Video mobil berpelat merah mengadang ambulans yang sedang membawa pasien kecelakaan di Klaten, Jawa Tengah, viral di media sosial. Anggota Komisi IX Fraksi PAN, Saleh Partaonan Daulay menyebut tindakan sopir mobil pelat merah tersebut sangat tidak patut.

“Jika ada orang yang menghalangi upaya untuk mempercepat pasien sampai ke RS tentu itu adalah pelanggaran, menurut saya itu bisa diperiksa orang tersebut. Jadi dari sisi itu aja nggak boleh, mau siapapun dia, mestinya penanganan orang kritis harus didahulukan karena aspek kemanusiaan,” kata Saleh, dilansir dari Detikcom, Sabtu (30/10/2021).

Saleh mengatakan pengadangan ini diperparah lantaran yang melakukan ada pengemudi mobil pelat merah. Ketua Fraksi PAN ini menilai tindakan tersebut sangat tidak patut.

“Tentu sangat tidak patut mobil yang dipakai adalah justru mobil pelat merah mobil pemerintah, mestinya pengemudi yang gunakan pelat merah itu bisa jadi contoh bagi pengemudi lain, kalau misal mobil pelat merah seperti itu, katakanlah tidak beri kelonggaran ke ambulans seperti yang diceritakan, maka pengemudi lain akan lihat hal yang sama, maka ini suarakan acuh. Kalau acuh nggak peduli maka tidak ada lagi makna orang pakai sirine dan mobil ambulans yang berlogo palang merah itu,” ucap Saleh.
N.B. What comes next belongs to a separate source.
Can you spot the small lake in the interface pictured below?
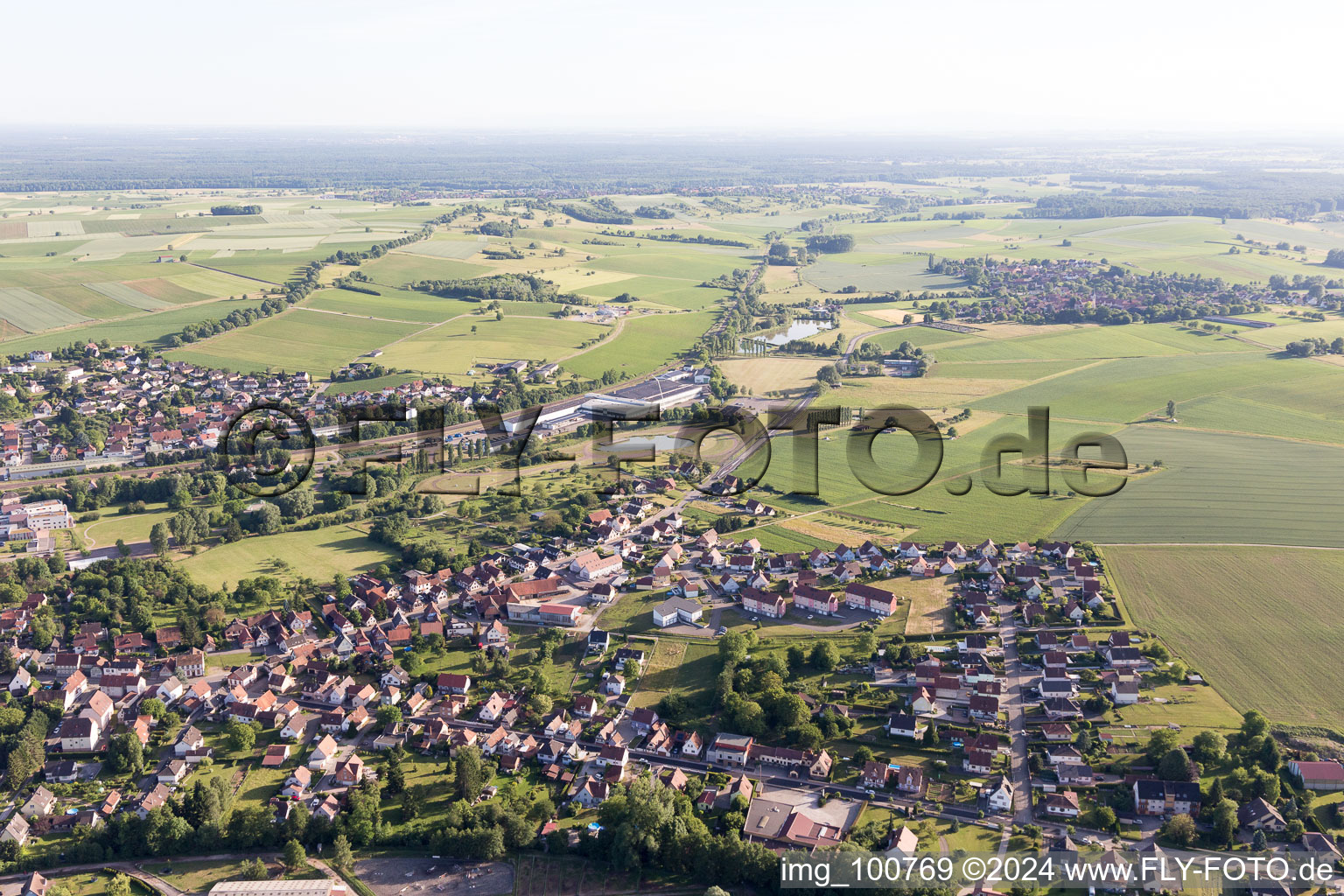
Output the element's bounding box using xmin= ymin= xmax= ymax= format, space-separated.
xmin=742 ymin=318 xmax=835 ymax=346
xmin=599 ymin=435 xmax=694 ymax=452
Saleh lantas meminta agar pihak kepolisian mengusut insiden tersebut. Selain itu, dia meminta agar instansi terkait hingga KemenPAN-RB mendisiplinkan yang bersangkutan.
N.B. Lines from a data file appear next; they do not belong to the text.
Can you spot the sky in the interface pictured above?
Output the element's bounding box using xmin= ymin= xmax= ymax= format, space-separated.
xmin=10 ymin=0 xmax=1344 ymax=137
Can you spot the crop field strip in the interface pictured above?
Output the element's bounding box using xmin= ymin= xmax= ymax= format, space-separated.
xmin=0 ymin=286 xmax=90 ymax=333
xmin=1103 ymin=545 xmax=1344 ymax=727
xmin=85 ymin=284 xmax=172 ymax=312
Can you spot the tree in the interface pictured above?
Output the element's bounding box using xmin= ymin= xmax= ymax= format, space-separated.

“Tentu ini saya kira hal yang perlu diusut, polisi boleh diusut kenapa ada insiden ini. Menurut saya boleh diperiksa, nggak boleh halangi ambulans kan. Kedua kantor instansi tempat bekerja juga perlu mengusut orangnya ini sebetulnya, kan memakai mobil instansi itu lalu tidak mengindahkan aturan umum yang berlaku, kemudian mestinya KemenPAN-RB turun tangan menangani hal seperti ini, ini kan reformasi birokrasi harus dimulai dari sikap dan keteladanan para pegawai, kalau keteladanan para pegawainya terganggu ya agak susah kita lakukan reformasi,” ujarnya.